XHPA-FM
- Acapulco, Guerrero; Mexico;
- Frequency: 93.7 MHz
- Branding: La Poderosa

Programming
- Format: Regional Mexican

Ownership
- Owner: Radiorama; (Radio Concierto Acapulco, S.A. de C.V.);
- Operator: Grupo Radio Comunicación
- Sister stations: XHKOK-FM, XHNS-FM, XHCI-FM

History
- First air date: August 15, 1969 (concession)

Technical information
- ERP: 30.5 kW

Links
- Webcast: Listen live
- Website: gruporadiocomunicacion.com

= XHPA-FM =

Radio station in Acapulco, Guerrero, Mexico

XHPA-FM is a radio station on 93.7 FM in Acapulco, Guerrero, Mexico. It is owned by Grupo Radiorama and operated by Grupo Radio Comunicación as La Poderosa with a regional Mexican format.

==History==
XHPA received its concession on August 15, 1969.

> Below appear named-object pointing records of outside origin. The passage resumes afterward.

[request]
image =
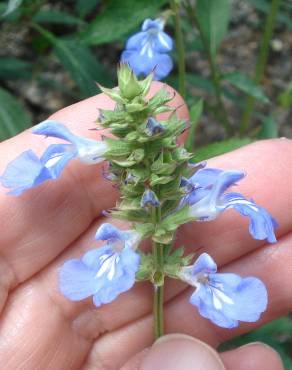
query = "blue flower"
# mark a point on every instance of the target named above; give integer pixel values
(149, 199)
(153, 127)
(224, 298)
(208, 200)
(147, 50)
(28, 170)
(105, 272)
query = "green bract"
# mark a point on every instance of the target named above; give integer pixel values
(144, 157)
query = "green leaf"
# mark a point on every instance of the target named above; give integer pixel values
(118, 19)
(11, 7)
(269, 128)
(213, 17)
(195, 114)
(11, 68)
(13, 118)
(285, 98)
(58, 17)
(245, 84)
(83, 8)
(79, 61)
(218, 148)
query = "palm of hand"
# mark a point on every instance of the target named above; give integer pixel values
(40, 329)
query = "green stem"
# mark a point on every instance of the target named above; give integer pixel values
(261, 62)
(158, 279)
(158, 291)
(215, 74)
(180, 49)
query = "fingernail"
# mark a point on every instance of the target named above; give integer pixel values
(181, 352)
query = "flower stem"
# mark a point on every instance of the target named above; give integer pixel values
(158, 291)
(261, 62)
(180, 48)
(158, 279)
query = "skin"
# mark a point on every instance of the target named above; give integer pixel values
(40, 329)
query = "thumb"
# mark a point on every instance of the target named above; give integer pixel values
(180, 352)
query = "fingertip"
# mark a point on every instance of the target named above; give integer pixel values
(177, 352)
(252, 356)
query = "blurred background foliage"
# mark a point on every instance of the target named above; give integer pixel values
(237, 55)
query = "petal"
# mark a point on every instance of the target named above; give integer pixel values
(137, 41)
(204, 264)
(90, 151)
(24, 172)
(227, 298)
(206, 207)
(56, 157)
(108, 232)
(162, 43)
(140, 64)
(76, 280)
(149, 198)
(262, 224)
(206, 177)
(163, 65)
(249, 296)
(92, 258)
(123, 280)
(153, 127)
(157, 24)
(203, 300)
(54, 129)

Logo used 2014–2021 with the Fiesta Mexicana format

Starting January 3, 2022, the four Radiorama stations in Acapulco (XHKOK, XHCI, XHNS, and XHPA) were leased to a new operator, Grupo Radio Visión. XHPA took on La Ke Buena format from Radiópolis.

On April 1, 2024, Grupo Radio Visión dropped all Radiópolis formats. XHPA continued in the grupera format and rebranded as La Más Picuda.